The overt influences continue. “2 Much 2 Drink,” the story of overcoming writer’s block by drinking sounds like an attempted smooth Tone Loc affair, the syllable-punching “Emergency” sounds like one man striving to pull off Run-DMC syllable-punching, and “The Crusher’s” wavering between screaming over guitars and exaggerated rap cadence sounds like Beastie Boys. While the latter was later covered by the Ramones and fully transformed into a punk song, hearing the rap version actually allows the humor of the narrative to stand out, making it the album’s silly highlight.
Standing in the Spotlight is probably most notorious for “German Kid,” where Dee Dee, over a catchy Debbie Harry-assisted hook, raps about being “half-American” and “half-German,” and raps a good chunk of the track in German. Harry, who was less than a decade removed from her rap in “Rapture” crossing the worlds of punk and rap on a mainstream stage, isn’t the only Blondie alumnus on the project with hip-hop credibility. Blondie co-founder Chris Stein plays the album’s guitars, which is less of a stretch than it seems as he also produced the score for iconic ’80s hip-hop movie Wild Style.
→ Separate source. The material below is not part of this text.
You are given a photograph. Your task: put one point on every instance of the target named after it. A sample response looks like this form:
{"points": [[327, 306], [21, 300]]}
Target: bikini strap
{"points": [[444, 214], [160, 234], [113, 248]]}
Still, hip-hop had grown by leaps and bounds in the five years between Wild Style and Standing in the Spotlight and the album’s producer Daniel Rey, who hadn’t produced a rap record before and hasn’t since, really makes the entire project sound less like a rap record and more like a Ramones album that has rapping on it.
But the biggest critique of Dee Dee being too disconnected from rap to do such a project justice might be a bit overstated. The closer “I Want What I Want When I Want It” includes shout-outs to DJs Mr. Magic and Cut Creator, not the most obvious of name-drops when looking for instant hip-hop credibility. Despite this, Dee Dee’s opinion of the project in his 2001 autobiography, where he brags that Billboard allegedly said his rhymes “put the Beastie Boys to shame” remains just as absurd as when KoRN bassist Fieldy wrote in his 2009 autobiography that his own hip-hop side-project Fieldy’s Dreams was somehow an overlooked gem. Perhaps we are due for this generation to have a rock-bassist-rap-fling to turn the world on its ear. Until then, we have Standing in the Spotlight, a truly one-of-a-kind (you wouldn’t want there to be two) oddity.